Saving cats with IoT : Part Two

The basic solution we’re going to build here is as follows (see part one for more information)

1) Build the project into a box using an ESP8266 and a VL53L0X time of flight sensor.

2) Send array of 320 distance measurements for any 16 second period where someone may have crossed the laser. Why 320? arbitrary, I was plotting the moving average on a TFT screen in version 1 and it had 320 pixels across …

3) Data is sent to AWS IoT Core and then a Rule Engine Action sends to AWS IoT Analytics.

4) Every hour, run a query on IoT Analytics to pull the last 14 days of measurement data. Doesn’t have to be 14 days, or run every hour, but that’s what I’m using.

5) Trigger a container dataset that executes the custom analysis when the SQL dataset has completed, this is the Jupyter notebook that will parse the data extracted in 4) and determine if we need to alert anyone about the cats or not.

The SQL query for (4) looks like this;

The output from the notebook, which shows a heat map of activity along with the most recent door crossing looks like this;

Using IoT to save Cats – what the internet was made for!

My wife had a cheery thought the other week, “How to do we provide for our cats when we’re gone?” This turned into a discussion of what would happen if we were both run over by a bus or died in a plane crash – who would feed the cats before it was too late? Morbid as it may be, there is a real problem to solve here as cats can only survive a matter of days without water and hepatic lipidosis can be kill a starving cat in just a few days too – so there’s actually quite a narrow window for help to arrive, and as we both live thousands of miles from our families, there are several scenarios that could mean help wouldn’t arrive until after it was too late.

So what to do?

Well, turn to IoT of course! I now have a challenge – how do we alert friends and family to the urgent cat peril should the worst happen? After ruling out various camera related options, pressure sensors under food bowls and water level sensors, I arrived at the simple conclusion that provided we could detect humans crossing into the kitchen, where the cat food is, then we could assume that all was well (when we’re away on vacation, we have cat sitters that look after the house and the cats).

Now that we’ve turned the problem into one of how to detect humans entering the kitchen, it’s much more fun. At first I was tempted to use an ultrasonic range detector to determine if people were walking through the kitchen door, but in theory cats can hear the ultrasonic frequencies concerned and whilst our 2 cats didn’t seem to notice it at all, rather than cause them any long term stress I went looking for another option.

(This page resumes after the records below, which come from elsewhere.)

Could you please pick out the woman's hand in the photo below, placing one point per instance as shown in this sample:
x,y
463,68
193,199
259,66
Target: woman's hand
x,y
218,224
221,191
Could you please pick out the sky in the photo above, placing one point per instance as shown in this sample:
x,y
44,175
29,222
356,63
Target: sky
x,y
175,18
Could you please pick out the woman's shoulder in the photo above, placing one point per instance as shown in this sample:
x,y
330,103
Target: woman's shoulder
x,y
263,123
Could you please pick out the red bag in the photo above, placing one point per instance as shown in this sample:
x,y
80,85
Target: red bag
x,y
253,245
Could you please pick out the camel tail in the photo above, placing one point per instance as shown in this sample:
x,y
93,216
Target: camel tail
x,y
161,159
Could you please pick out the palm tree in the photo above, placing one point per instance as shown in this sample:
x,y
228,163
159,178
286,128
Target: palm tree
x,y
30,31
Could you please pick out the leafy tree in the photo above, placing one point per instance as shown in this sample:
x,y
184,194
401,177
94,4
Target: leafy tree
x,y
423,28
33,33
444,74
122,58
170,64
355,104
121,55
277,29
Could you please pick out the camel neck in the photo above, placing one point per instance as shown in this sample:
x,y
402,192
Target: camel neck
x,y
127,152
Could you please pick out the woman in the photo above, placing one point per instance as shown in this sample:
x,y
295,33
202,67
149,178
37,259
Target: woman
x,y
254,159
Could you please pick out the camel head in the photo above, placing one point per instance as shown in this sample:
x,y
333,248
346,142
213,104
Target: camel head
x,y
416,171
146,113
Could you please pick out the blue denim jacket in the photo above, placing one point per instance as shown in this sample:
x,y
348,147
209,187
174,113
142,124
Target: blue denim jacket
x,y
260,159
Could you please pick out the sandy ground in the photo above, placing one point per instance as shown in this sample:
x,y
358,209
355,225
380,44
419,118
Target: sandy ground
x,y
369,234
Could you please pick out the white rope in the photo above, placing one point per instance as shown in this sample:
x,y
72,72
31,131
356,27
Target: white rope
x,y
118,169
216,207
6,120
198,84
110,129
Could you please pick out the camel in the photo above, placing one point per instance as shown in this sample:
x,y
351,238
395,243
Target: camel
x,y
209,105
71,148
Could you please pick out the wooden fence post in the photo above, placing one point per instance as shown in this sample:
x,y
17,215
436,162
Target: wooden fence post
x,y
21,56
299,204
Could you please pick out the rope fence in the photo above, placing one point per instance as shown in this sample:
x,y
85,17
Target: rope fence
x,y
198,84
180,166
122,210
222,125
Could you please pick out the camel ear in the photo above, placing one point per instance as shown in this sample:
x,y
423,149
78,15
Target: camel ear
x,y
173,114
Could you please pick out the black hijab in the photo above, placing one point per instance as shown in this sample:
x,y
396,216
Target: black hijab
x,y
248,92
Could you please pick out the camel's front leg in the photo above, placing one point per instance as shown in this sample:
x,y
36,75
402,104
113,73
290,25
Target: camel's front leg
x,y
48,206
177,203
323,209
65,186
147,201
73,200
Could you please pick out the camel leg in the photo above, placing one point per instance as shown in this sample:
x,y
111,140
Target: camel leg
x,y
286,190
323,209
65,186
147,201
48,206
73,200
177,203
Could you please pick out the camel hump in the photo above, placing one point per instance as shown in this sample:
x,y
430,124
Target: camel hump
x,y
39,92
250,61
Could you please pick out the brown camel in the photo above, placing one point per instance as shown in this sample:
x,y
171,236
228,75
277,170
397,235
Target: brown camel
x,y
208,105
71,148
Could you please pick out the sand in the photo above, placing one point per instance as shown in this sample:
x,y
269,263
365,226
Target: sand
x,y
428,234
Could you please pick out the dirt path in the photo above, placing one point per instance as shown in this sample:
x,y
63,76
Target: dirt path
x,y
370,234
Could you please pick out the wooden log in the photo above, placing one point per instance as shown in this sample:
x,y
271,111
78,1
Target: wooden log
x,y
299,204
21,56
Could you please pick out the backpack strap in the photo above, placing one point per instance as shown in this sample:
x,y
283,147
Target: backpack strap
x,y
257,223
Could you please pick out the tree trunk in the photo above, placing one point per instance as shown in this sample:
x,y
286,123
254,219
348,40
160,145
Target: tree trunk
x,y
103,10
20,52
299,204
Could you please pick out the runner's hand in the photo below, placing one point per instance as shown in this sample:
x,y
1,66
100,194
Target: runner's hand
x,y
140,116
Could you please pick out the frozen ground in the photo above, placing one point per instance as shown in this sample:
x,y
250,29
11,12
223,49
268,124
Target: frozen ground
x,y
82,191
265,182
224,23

Enter the tiny VL53L0X time of flight sensor that can measure accurately distances up to about 1200mm, which is perfect for measuring whether someone is coming through a doorway or not.

Using an ESP8266 based MCU from Adafruit, I soon had the sensor all packaged up in a small project box and secured to the kitchen door. As you can see, I put the power connector on the wrong side of the box (or the window for the TOF sensor, depending on how you look at it) – but it’s connected up and works a treat. As you can see, Mette the cat is most impressed!

The software on the Micro-controller calculates and stores the moving average of the reported distance in front of the sensor every 50ms for 320 samples (so 16 seconds of time). If it detects that something has happened, it sends all 320 samples to AWS IoT for additional analysis, otherwise it sends nothing to save on data that isn’t useful.

Plotting the data that arrives when something has been detected results in graphs a bit like this;

Notice how the observed distance is typically around 900mm (the distance across the door) but when someone walks in front, there is an easily recognisable pulse that we can use to state that someone has walked in or out of the kitchen – and since that is where the cat food lives, we can make the further assumption that someone is feeding the cats.

Interestingly, not all spikes are what you might think. Here’s one that happened when we were out of the house.

Notice that this time, the observed distance jumped UP and I think what happened here was that a glint of sun caught the sensor – so I’ll be tweaking my algorithm to ignore spikes that go in the wrong direction like this for the next iteration!

So, we have the basic technology in place, every time we think we’ve seen something cross in front of the sensor, we’ll send the data to AWS IoT – but how do we use this to save our cats? In part two we’ll cover how we used AWS IoT Analytics to build the workflow that keeps track of when the cats might have been last fed and alerts key people if something is not as it should be.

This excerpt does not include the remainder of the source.